In vielen Fällen ist der Herstellungsprozess für die CO2-Bilanz eines Produktes, als ihr anschließender Lebenszyklus.
In vielen Fällen ist der Herstellungsprozess für die CO2-Bilanz eines Produktes, als ihr anschließender Lebenszyklus.

Die Debatte über die Umweltwirkung von Produkten orientierte sich lange an dem, was sichtbar ist: Antriebe, Verbrauchswerte, Reichweiten. Dieser Fokus hat geholfen, den Betrieb effizienter zu machen. Er verstellt aber zunehmend den Blick auf den größeren Hebel, die Herstellung.

In Presswerken, Lackierereien, SMT-Linien und Testständen entscheidet sich heute, ob ein Produkt mit einem tragfähigen CO₂-Profil in den Markt kommt. Wer die Fabrik als Datenraum versteht, verschiebt Nachhaltigkeit aus dem Berichtswesen in die operative Steuerung.

Was CO₂ wirklich treibt: Prozess statt Optik

CO₂ entsteht dort, wo Material und Prozess zusammentreffen. Energieintensität pro Takt, Auslastung, Ausschuss und Rework treiben den Herstellungs-PCF oft stärker als spätere Nutzungsprofile. Entscheidend ist daher nicht allein, was produziert wird, sondern wie. Sobald Fertigungsereignisse wie Energie, Takt und Nacharbeit konsistent mit Stücklisten, Materialdaten und Variantenlogik verknüpft werden, lässt sich CO₂ wie Qualität und Kosten führen. In der Praxis entstehen daraus pragmatische Steuergrößen: CO₂ pro Gutteil, Budgetwerte je Los, Freigaben entlang definierter Zielkorridore.

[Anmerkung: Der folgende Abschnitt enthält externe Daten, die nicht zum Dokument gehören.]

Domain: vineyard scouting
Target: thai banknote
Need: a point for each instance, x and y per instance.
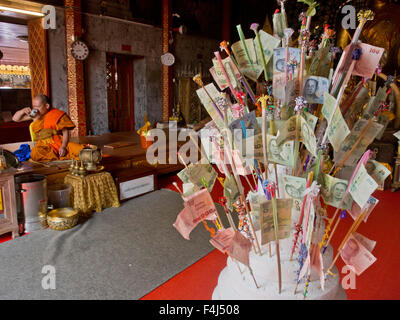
(255, 198)
(356, 256)
(231, 191)
(198, 207)
(201, 206)
(207, 137)
(269, 43)
(219, 76)
(337, 127)
(369, 60)
(321, 62)
(368, 207)
(208, 104)
(199, 174)
(222, 240)
(351, 139)
(314, 89)
(294, 186)
(252, 148)
(279, 60)
(284, 212)
(362, 186)
(306, 135)
(374, 103)
(240, 248)
(243, 62)
(311, 119)
(333, 190)
(248, 123)
(361, 99)
(282, 154)
(377, 171)
(367, 243)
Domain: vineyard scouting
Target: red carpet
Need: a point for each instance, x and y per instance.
(380, 281)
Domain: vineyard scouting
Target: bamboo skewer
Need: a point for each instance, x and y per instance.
(348, 154)
(276, 229)
(352, 229)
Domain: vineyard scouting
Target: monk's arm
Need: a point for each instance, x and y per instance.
(63, 149)
(22, 115)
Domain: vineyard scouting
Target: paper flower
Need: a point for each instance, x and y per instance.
(357, 54)
(197, 79)
(302, 16)
(301, 103)
(288, 33)
(389, 81)
(224, 47)
(312, 191)
(365, 15)
(378, 69)
(254, 27)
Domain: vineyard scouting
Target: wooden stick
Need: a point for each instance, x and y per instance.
(296, 144)
(251, 224)
(299, 224)
(276, 229)
(363, 133)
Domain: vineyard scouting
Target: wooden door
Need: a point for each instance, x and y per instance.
(120, 93)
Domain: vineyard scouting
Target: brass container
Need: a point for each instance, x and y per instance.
(43, 219)
(90, 156)
(62, 218)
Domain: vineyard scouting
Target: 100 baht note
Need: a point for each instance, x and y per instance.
(284, 212)
(337, 127)
(243, 62)
(304, 131)
(333, 190)
(351, 140)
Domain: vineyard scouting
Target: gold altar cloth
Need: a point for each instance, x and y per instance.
(93, 192)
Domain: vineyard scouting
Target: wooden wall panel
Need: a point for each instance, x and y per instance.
(75, 74)
(38, 61)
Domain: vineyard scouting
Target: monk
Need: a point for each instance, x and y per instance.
(51, 130)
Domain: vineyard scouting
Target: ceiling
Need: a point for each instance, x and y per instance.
(14, 50)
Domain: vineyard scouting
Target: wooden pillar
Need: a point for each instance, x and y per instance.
(167, 72)
(38, 62)
(226, 20)
(75, 77)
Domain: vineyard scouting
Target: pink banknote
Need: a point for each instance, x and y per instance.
(222, 240)
(240, 248)
(356, 256)
(198, 207)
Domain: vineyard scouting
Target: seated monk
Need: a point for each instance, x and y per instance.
(51, 128)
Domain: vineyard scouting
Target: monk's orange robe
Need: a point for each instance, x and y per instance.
(48, 132)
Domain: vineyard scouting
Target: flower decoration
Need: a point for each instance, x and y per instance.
(301, 103)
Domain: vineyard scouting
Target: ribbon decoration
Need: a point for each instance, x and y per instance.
(228, 80)
(199, 82)
(366, 156)
(301, 104)
(310, 194)
(246, 50)
(254, 27)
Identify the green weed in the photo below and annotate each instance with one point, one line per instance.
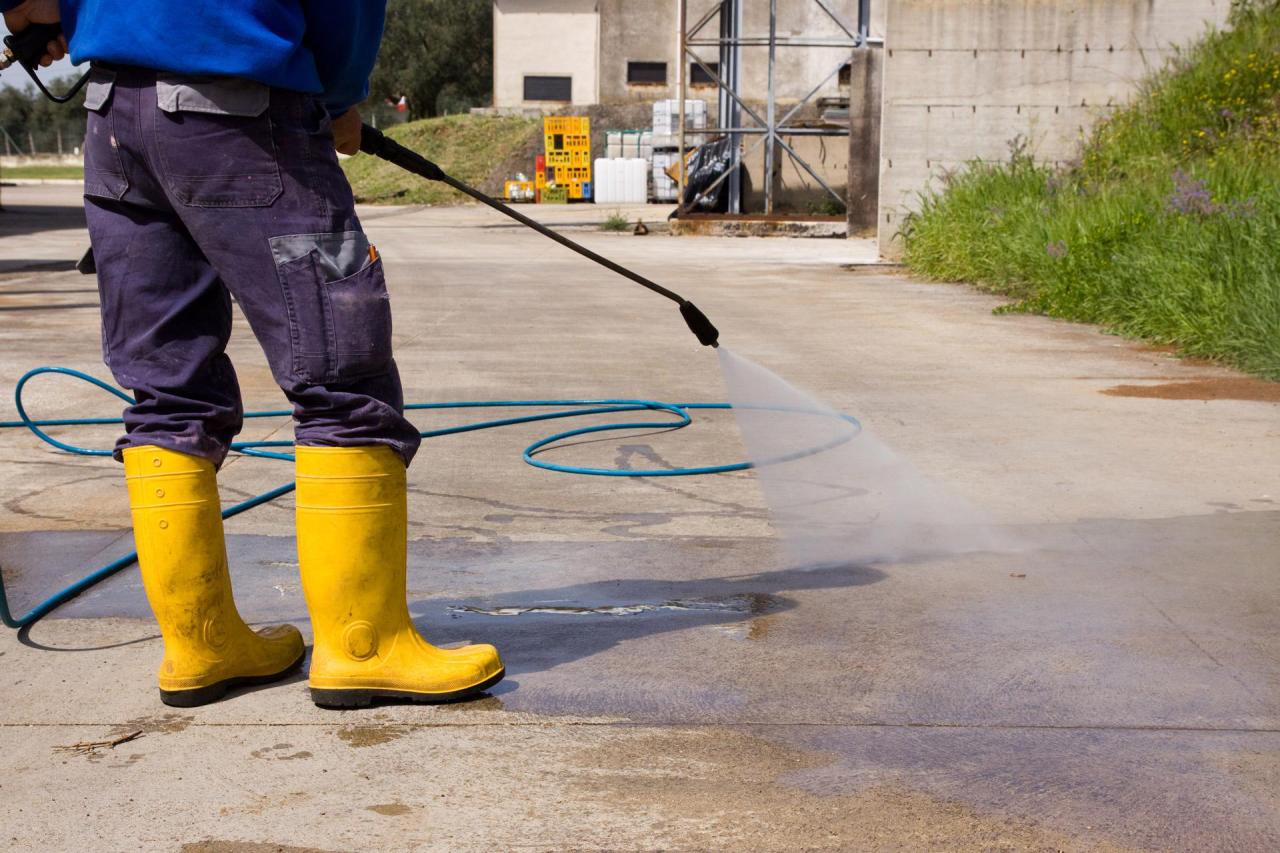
(616, 222)
(1168, 228)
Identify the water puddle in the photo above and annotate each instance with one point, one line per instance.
(754, 603)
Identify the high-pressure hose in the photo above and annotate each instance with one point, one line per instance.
(378, 144)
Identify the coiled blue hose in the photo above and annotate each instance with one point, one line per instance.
(566, 409)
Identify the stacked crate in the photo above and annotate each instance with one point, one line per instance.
(567, 163)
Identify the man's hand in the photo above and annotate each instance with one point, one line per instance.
(39, 12)
(346, 132)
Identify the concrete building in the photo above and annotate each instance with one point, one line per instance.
(952, 82)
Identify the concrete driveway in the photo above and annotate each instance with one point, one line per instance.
(675, 682)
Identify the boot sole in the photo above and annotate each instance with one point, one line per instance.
(362, 698)
(197, 697)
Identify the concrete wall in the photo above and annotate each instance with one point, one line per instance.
(636, 31)
(553, 37)
(594, 40)
(865, 96)
(964, 77)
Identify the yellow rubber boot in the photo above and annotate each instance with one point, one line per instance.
(178, 530)
(352, 529)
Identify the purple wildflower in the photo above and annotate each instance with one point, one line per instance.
(1191, 197)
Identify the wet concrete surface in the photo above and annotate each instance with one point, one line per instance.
(673, 683)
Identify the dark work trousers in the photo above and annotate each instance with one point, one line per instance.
(200, 190)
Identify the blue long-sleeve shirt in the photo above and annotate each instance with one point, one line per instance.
(319, 46)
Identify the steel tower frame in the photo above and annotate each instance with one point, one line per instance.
(769, 128)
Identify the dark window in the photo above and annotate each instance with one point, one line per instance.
(698, 76)
(548, 89)
(647, 73)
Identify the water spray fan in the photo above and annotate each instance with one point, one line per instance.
(378, 144)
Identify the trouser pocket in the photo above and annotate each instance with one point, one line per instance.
(104, 172)
(339, 327)
(215, 141)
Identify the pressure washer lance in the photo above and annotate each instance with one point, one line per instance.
(374, 141)
(26, 48)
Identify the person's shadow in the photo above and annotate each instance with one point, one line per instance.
(540, 629)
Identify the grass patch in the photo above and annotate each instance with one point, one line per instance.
(470, 147)
(42, 173)
(616, 222)
(1166, 229)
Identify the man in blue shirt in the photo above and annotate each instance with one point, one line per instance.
(210, 172)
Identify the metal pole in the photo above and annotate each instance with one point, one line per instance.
(730, 113)
(771, 128)
(682, 32)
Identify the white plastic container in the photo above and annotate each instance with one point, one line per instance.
(663, 187)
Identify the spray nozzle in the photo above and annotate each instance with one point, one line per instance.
(27, 46)
(378, 144)
(698, 323)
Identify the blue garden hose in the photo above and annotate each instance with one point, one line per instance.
(567, 409)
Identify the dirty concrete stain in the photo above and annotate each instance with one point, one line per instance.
(1224, 388)
(214, 845)
(726, 789)
(263, 803)
(156, 724)
(359, 735)
(391, 810)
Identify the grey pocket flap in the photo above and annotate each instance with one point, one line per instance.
(337, 255)
(216, 95)
(97, 91)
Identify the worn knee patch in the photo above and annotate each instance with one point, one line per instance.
(339, 310)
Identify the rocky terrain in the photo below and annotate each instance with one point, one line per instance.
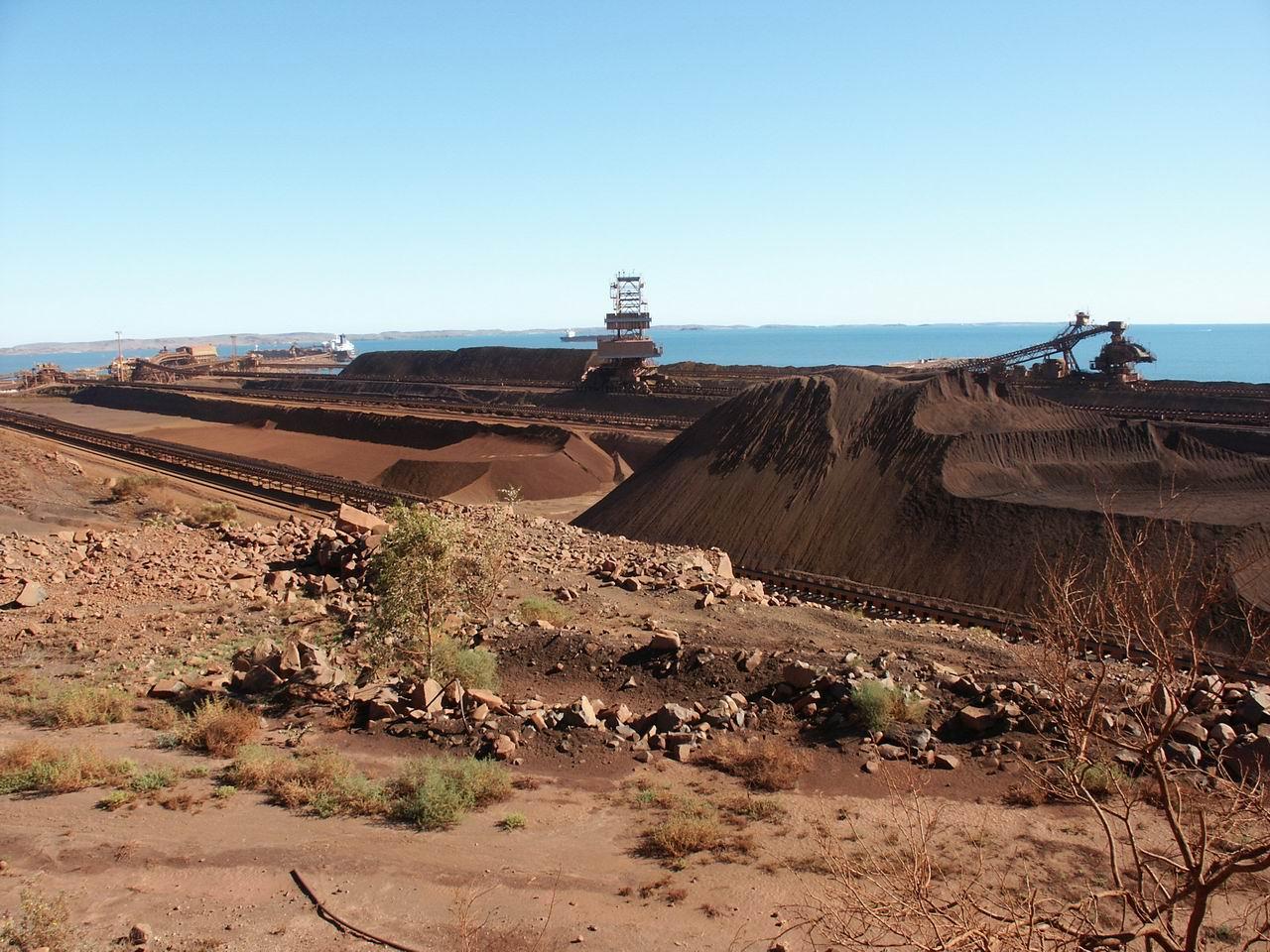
(630, 675)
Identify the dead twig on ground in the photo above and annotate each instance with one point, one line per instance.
(343, 924)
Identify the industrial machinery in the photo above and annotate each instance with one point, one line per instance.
(624, 357)
(1115, 361)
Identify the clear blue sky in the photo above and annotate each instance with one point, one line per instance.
(261, 166)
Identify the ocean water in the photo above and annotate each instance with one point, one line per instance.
(1206, 352)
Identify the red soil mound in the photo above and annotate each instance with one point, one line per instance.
(475, 471)
(945, 486)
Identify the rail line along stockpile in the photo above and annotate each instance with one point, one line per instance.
(624, 638)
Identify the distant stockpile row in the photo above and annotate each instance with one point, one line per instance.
(513, 365)
(945, 486)
(467, 461)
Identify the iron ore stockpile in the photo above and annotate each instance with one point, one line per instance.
(949, 486)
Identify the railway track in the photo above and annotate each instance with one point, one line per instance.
(234, 471)
(444, 407)
(1141, 413)
(838, 592)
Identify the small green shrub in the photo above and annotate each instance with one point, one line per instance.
(873, 703)
(116, 800)
(153, 779)
(435, 792)
(217, 726)
(472, 666)
(680, 835)
(213, 515)
(135, 486)
(1098, 779)
(762, 765)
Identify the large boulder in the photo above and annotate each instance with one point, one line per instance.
(358, 522)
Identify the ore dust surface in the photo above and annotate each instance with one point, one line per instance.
(557, 483)
(216, 873)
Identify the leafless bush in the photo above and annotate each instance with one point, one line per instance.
(1184, 852)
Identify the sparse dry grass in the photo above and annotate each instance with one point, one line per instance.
(767, 763)
(689, 824)
(39, 767)
(680, 835)
(42, 923)
(48, 705)
(534, 610)
(430, 792)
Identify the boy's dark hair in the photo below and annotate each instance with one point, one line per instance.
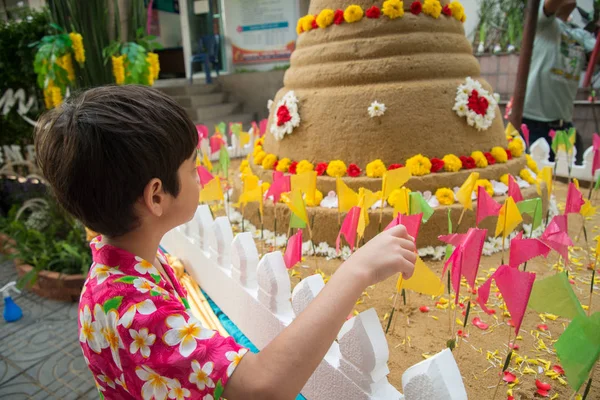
(99, 150)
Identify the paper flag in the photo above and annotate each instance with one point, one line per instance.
(393, 180)
(293, 251)
(574, 200)
(418, 205)
(555, 295)
(306, 182)
(466, 191)
(508, 219)
(513, 189)
(423, 280)
(212, 191)
(486, 205)
(347, 198)
(412, 223)
(349, 228)
(533, 208)
(525, 131)
(578, 348)
(204, 175)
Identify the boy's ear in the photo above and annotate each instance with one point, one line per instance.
(154, 197)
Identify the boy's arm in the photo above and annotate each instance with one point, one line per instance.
(285, 365)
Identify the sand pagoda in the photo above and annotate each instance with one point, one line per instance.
(377, 84)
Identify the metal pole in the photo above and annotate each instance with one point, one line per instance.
(516, 116)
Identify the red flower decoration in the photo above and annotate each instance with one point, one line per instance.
(416, 7)
(338, 16)
(373, 12)
(468, 162)
(353, 170)
(490, 158)
(321, 168)
(436, 163)
(292, 168)
(283, 115)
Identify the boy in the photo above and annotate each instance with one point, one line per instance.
(122, 160)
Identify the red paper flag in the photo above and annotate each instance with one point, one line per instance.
(412, 223)
(293, 251)
(204, 175)
(486, 205)
(513, 189)
(523, 250)
(349, 228)
(574, 200)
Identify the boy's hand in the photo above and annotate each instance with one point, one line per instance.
(390, 252)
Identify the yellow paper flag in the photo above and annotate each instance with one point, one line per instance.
(347, 198)
(509, 218)
(423, 281)
(306, 182)
(393, 180)
(466, 191)
(212, 191)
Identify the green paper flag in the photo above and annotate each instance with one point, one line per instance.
(578, 348)
(419, 205)
(555, 295)
(532, 207)
(297, 222)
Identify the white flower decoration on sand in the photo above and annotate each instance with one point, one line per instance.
(376, 109)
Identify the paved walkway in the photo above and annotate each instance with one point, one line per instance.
(40, 357)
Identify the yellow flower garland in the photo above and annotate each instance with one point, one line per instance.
(353, 13)
(393, 9)
(376, 169)
(452, 163)
(445, 196)
(419, 165)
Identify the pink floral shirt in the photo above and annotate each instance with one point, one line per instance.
(138, 338)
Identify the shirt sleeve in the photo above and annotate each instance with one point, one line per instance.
(169, 352)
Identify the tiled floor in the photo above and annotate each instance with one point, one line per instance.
(40, 357)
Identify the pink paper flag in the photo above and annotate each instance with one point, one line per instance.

Drei Stellhebel im Werk sind:

  1. Energie pro Takt
  2. Material & Ausschuss
  3. Variantenlogik

Praxisbefund (anonymisierte Piloten, 8 bis 12 Wochen, Minimaldatensatz mit losnahem Digitalen Produktpass; DPP): CO₂ je Gutteil sinkt typischerweise um 8 bis 15 %, Rework um 15 bis 40 %; Peak-Lasten glätten sich messbar, Freigaben verkürzen sich von Wochen auf wenige Tage.

Die Grammatik der Dekarbonisierung

Die notwendige Infrastruktur ist unspektakulär und anspruchsvoll zugleich: eindeutige Identitäten für Teile und Materialien, klare Änderungsstände, nachvollziehbare Herkunft und Gültigkeiten. Ohne diese Grammatik bleibt Dekarbonisierung ein Excel-Marathon. Mit ihr wird sie zur Lifecycle-Automation: Daten aus der Lieferkette, Engineering und Produktion fließen regelbasiert zusammen und aktualisieren sich automatisch, wenn Varianten oder Prozesse sich ändern. So sinkt der manuelle Aufwand und typische Reibungen werden vermeidbar.

Kernbausteine sind hier:

  • Identitäten (Teile-/Material-IDs)
  • Versionen (Änderungsstände, Gültigkeit)
  • Provenance (Quelle, Signatur)

Der Digitale Produktpass: Datenspur der Herstellung

Richtig gedacht ist der DPP kein Dokument, sondern die Datenspur der Herstellung. Er ist serien- und losbezogen, mit Prozess- und Energie-Fingerprints ausgestattet, versioniert und signiert. Ein solcher, aus der Fertigung entwickelter DPP reduziert Nachweise, beschleunigt Freigaben und legt die Basis für Remanufacturing und Second-Life. Vor allem macht er „Transparenz“ prüfbar: Welche Stoffe sind verbaut? Woher kommen sie? Unter welchen Bedingungen wurden sie verarbeitet? Antworten liefern verknüpfte Datenobjekte – nicht PDFs.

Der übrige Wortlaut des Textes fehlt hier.